The data analysis and visualisation workflow of Sampo Vesanen's Master's thesis

This repository contains the data analysis scripts for the Master's thesis of Sampo Vesanen.

Contents

Thesis data analysis overview

This repository contains the scripts written for my University of Helsinki Master's thesis, Parking private cars and spatial accessibility in Helsinki Capital Region – Parking time as a part of the total travel time.
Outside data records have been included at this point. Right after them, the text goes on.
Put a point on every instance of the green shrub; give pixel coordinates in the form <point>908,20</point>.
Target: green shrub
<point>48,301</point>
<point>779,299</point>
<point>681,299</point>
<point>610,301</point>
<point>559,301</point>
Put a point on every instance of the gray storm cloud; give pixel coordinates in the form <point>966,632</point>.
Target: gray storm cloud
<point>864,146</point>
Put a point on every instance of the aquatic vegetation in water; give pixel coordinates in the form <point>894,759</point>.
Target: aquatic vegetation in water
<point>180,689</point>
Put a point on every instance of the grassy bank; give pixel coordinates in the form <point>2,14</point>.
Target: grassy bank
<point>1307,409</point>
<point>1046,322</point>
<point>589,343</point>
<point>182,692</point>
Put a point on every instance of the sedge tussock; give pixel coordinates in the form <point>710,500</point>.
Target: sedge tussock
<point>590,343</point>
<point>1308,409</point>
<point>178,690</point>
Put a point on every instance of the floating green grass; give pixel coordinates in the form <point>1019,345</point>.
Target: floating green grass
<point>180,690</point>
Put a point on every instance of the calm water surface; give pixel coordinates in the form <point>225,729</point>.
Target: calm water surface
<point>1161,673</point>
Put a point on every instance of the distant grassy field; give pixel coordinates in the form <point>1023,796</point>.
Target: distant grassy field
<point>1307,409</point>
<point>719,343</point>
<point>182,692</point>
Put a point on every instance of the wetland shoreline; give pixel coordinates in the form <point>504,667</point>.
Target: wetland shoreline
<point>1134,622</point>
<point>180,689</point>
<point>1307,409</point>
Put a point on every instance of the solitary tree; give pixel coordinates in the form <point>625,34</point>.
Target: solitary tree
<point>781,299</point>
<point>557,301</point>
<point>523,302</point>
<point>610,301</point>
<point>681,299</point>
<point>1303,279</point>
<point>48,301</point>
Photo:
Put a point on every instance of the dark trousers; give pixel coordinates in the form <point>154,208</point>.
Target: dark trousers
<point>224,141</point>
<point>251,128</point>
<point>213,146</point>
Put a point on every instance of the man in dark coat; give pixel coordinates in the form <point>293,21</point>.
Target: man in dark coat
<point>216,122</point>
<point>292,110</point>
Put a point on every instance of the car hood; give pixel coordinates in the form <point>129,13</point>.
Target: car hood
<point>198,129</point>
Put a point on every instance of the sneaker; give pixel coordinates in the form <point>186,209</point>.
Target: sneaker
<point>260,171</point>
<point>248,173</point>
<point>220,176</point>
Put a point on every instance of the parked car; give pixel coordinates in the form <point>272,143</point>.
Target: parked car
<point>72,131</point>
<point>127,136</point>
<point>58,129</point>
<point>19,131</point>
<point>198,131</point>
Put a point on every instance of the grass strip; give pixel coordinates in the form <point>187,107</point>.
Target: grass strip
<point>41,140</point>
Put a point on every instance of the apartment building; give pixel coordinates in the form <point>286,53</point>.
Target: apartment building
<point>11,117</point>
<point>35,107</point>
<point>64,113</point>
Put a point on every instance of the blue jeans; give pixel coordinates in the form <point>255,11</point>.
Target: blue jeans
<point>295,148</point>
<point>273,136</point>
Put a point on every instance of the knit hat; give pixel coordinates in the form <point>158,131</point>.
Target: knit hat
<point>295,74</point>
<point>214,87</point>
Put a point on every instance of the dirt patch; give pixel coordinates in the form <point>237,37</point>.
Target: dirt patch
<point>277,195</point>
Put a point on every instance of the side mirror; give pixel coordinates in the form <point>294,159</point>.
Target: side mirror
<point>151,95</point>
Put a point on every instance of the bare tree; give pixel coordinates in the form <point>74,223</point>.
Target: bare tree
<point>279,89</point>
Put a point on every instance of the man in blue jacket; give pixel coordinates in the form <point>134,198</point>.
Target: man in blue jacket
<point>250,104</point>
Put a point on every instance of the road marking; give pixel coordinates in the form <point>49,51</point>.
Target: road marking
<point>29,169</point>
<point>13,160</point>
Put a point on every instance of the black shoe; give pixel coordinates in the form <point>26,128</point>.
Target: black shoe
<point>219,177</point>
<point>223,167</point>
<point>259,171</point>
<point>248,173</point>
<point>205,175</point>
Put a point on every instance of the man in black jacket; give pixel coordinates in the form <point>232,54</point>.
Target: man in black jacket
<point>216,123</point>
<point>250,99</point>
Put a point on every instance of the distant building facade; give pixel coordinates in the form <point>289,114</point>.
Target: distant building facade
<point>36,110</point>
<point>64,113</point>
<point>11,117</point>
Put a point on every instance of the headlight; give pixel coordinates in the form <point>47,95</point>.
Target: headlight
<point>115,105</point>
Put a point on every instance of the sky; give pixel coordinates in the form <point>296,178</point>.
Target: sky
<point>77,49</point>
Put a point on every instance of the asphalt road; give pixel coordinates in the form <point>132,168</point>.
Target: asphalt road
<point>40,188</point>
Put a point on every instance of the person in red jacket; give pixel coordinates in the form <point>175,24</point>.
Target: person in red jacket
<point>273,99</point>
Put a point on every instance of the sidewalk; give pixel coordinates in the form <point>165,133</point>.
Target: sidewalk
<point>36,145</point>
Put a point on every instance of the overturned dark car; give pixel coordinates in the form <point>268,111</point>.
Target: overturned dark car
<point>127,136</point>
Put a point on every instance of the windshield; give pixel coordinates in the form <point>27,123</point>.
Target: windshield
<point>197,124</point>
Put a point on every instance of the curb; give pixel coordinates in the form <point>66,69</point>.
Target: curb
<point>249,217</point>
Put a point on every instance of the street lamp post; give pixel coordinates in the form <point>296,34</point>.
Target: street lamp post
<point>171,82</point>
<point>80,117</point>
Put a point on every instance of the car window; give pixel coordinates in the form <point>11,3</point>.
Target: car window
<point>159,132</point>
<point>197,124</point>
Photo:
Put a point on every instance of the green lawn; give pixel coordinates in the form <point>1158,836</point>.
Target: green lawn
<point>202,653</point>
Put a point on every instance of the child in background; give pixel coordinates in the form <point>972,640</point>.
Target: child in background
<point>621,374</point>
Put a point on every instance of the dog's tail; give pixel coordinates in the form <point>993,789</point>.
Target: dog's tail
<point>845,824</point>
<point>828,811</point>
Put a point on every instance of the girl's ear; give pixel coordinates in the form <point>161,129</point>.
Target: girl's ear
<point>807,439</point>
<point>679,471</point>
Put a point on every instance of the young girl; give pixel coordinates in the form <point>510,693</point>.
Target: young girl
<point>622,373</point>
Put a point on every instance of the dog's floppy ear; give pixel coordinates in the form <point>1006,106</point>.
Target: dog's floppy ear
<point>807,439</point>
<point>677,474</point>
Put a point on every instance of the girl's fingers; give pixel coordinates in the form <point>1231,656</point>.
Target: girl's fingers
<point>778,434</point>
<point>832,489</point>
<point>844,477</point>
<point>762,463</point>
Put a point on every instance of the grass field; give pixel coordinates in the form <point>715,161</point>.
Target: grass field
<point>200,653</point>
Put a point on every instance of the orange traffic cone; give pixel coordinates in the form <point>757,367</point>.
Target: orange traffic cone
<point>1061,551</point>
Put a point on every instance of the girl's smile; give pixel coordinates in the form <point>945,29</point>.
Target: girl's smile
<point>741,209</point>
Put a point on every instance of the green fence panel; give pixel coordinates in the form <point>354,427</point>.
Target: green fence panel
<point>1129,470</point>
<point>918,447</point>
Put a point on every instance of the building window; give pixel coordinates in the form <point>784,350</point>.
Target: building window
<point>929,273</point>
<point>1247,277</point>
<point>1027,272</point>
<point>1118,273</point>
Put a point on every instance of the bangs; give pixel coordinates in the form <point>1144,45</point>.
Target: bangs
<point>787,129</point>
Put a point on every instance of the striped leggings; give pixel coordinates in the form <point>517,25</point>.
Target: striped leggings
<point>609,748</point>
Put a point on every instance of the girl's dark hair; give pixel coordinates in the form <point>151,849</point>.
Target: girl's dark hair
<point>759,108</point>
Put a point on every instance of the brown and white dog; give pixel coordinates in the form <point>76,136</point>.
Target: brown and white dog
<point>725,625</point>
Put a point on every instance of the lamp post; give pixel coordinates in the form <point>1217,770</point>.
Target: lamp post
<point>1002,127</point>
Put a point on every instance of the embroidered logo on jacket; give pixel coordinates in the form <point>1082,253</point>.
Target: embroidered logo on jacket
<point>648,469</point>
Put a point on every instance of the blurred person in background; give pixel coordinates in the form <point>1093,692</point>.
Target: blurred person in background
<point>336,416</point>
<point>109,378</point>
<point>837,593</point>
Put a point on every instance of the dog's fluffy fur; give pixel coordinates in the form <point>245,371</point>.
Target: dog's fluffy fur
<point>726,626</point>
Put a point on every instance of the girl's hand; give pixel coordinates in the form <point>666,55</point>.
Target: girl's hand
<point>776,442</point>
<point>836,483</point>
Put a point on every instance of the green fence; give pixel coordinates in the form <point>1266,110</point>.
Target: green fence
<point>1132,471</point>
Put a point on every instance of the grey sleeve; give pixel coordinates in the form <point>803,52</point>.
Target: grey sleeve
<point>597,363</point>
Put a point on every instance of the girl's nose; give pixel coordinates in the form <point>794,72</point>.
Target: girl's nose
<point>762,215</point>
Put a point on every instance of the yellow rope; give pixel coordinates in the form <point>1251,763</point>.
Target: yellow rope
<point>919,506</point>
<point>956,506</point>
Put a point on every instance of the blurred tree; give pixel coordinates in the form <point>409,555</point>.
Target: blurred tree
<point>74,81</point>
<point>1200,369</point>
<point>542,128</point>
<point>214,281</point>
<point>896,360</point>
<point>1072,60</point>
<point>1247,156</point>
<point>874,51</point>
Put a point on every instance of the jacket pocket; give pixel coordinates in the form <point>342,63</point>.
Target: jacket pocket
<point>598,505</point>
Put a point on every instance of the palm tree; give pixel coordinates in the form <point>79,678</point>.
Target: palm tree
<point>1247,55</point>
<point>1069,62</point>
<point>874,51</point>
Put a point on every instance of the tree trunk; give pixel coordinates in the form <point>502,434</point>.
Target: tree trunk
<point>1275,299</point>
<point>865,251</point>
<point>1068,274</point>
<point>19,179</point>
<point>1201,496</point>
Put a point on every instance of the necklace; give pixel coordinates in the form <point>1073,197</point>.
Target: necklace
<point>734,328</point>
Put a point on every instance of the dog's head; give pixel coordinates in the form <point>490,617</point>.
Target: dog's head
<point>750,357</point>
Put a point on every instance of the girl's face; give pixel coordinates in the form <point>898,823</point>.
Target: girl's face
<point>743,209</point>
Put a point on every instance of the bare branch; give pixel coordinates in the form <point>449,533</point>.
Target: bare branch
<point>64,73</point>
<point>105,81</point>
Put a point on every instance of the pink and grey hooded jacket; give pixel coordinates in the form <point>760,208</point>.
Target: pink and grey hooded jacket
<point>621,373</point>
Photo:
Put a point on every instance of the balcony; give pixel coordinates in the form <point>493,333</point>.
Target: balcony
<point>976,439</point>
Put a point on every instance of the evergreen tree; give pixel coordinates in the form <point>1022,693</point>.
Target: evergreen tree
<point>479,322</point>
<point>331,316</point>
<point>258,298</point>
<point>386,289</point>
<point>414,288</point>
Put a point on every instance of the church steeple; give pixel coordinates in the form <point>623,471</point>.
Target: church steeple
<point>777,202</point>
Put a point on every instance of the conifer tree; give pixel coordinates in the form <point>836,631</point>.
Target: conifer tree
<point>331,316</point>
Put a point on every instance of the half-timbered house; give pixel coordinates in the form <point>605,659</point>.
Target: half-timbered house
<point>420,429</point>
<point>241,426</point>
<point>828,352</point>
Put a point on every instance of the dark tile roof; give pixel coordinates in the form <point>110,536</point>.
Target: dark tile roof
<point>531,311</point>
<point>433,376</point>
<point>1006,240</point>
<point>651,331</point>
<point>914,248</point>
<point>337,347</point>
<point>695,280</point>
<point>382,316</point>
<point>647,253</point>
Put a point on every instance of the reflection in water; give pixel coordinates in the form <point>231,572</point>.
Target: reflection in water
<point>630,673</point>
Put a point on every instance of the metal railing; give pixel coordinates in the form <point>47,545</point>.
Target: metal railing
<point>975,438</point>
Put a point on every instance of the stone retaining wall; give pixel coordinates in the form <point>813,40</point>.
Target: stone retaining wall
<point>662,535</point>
The thesis is available as PDF at the Digital Repository of the University of Helsinki: http://urn.fi/URN:NBN:fi:hulib-202010304366

To promote openness and transparency in science, the thesis, its development history, and all of the data analysis is available for viewing here on GitHub. This repository is the landing page, if you will, for all of the separate repositories created for the thesis.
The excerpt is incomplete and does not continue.